Ghana’s economy expanded 7.1 percent last year, led by faster growth in banking and insurance services, while inflation soared as the currency continued to slide.
Banking and insurance surged 23.2 percent, boosting overall growth in services to 8.9 percent, Philomena Nyarko, an official at the Ghana Statistical Service, told reporters today in the capital, Accra.
Inflation accelerated for a seventh month to 14.5 percent in March from 14 percent in the previous month, she said.
Ghana’s economy, the biggest in West Africa after Nigeria, is at risk as the government struggles to contain its budget and current-account deficits, contributing to the currency’s 13 percent plunge against the dollar this year.

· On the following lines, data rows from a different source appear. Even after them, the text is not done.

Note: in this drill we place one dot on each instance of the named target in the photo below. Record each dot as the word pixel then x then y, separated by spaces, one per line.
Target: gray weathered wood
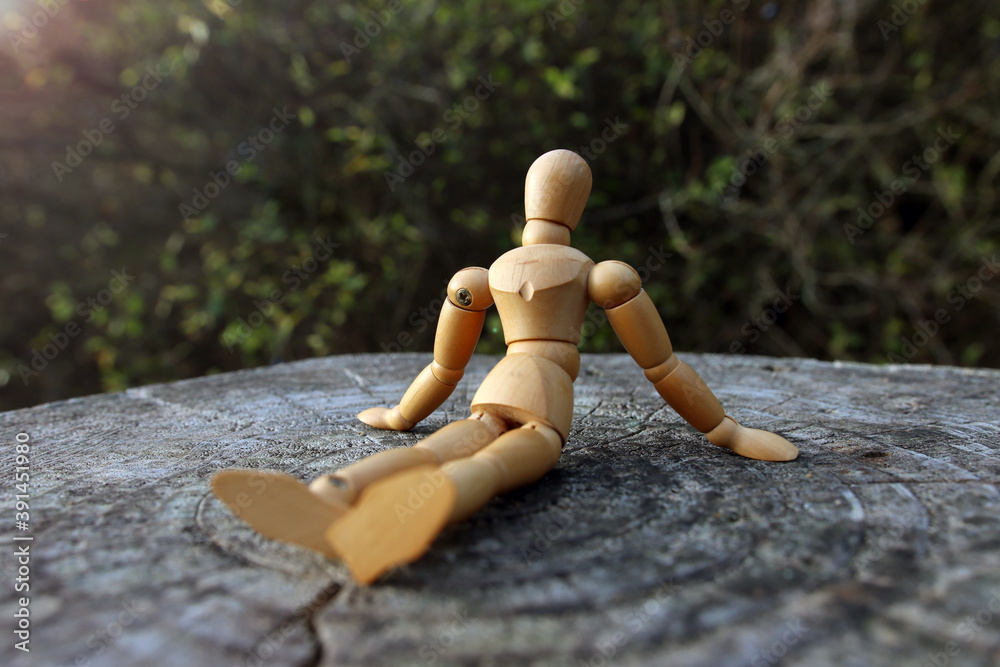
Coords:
pixel 873 548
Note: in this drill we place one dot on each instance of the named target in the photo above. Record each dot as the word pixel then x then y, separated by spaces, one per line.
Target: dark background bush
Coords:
pixel 565 71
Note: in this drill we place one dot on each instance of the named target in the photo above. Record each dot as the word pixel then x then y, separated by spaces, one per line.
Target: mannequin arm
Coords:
pixel 616 287
pixel 458 330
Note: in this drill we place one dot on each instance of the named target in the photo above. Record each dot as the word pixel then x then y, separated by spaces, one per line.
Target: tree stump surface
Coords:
pixel 646 545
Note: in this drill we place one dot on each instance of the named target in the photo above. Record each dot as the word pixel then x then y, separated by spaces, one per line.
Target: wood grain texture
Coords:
pixel 873 548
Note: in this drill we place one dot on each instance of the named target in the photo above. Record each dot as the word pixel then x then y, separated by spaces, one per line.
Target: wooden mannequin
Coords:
pixel 386 509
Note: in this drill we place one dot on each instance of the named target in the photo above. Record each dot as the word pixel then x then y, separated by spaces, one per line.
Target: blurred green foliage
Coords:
pixel 230 286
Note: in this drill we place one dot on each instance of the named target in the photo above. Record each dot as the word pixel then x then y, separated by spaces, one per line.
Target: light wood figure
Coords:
pixel 385 510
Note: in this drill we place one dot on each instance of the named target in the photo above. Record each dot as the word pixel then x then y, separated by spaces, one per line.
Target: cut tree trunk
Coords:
pixel 879 545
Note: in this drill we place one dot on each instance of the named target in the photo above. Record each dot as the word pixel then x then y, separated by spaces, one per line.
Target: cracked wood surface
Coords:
pixel 880 545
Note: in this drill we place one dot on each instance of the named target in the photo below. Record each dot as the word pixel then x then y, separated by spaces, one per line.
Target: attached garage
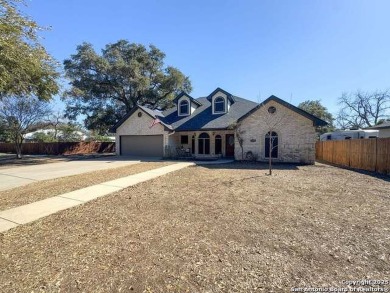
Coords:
pixel 141 145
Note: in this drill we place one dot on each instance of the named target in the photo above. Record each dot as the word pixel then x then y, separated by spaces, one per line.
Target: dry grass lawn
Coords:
pixel 48 188
pixel 227 228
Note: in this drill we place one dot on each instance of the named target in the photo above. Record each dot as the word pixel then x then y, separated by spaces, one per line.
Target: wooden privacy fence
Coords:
pixel 367 154
pixel 60 148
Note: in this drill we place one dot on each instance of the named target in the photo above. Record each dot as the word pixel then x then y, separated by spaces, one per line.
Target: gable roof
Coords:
pixel 203 118
pixel 218 89
pixel 316 121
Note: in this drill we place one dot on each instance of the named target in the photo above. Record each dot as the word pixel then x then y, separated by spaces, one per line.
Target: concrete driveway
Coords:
pixel 19 176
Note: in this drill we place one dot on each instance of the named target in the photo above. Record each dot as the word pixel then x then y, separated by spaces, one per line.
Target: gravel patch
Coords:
pixel 48 188
pixel 225 228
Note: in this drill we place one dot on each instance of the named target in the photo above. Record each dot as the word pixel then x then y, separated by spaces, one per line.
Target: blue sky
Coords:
pixel 296 50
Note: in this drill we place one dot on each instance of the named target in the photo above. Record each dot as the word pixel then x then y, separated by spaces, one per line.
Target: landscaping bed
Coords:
pixel 220 228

Fitch Ratings cut its outlook on Ghana’s debt last month to negative from stable, five months after downgrading the rating by one level to B.
The cedi fell 0.4 percent against the dollar to 2.73 as of 12:25 p.m. in Accra.
Economic growth slowed last year from 8.8 percent in 2012, Nyarko said.
Industry output, which includes manufacturing and oil production, expanded 7 percent in 2013 while agriculture rose 5.2 percent.
An eight-month legal tussle over 2012 presidential results and erratic power supply curbed investor appetite last year, with foreign direct investment declining 18 percent to $3.95 billion, according to the Ghana Investment Promotion Centre.
The economy expanded 4.9 percent in the fourth quarter from a year earlier, Nyarko said. That was the same pace as in the third quarter, which was revised up from 0.3 percent.
Ghana’s central bank tightened monetary policy on April 2 by raising the cash reserve requirement for lenders to 11 percent from 9 percent.
It left the benchmark interest rate unchanged at 18 percent, after boosting it by 200 basis points in February to help bolster the currency and curb inflation.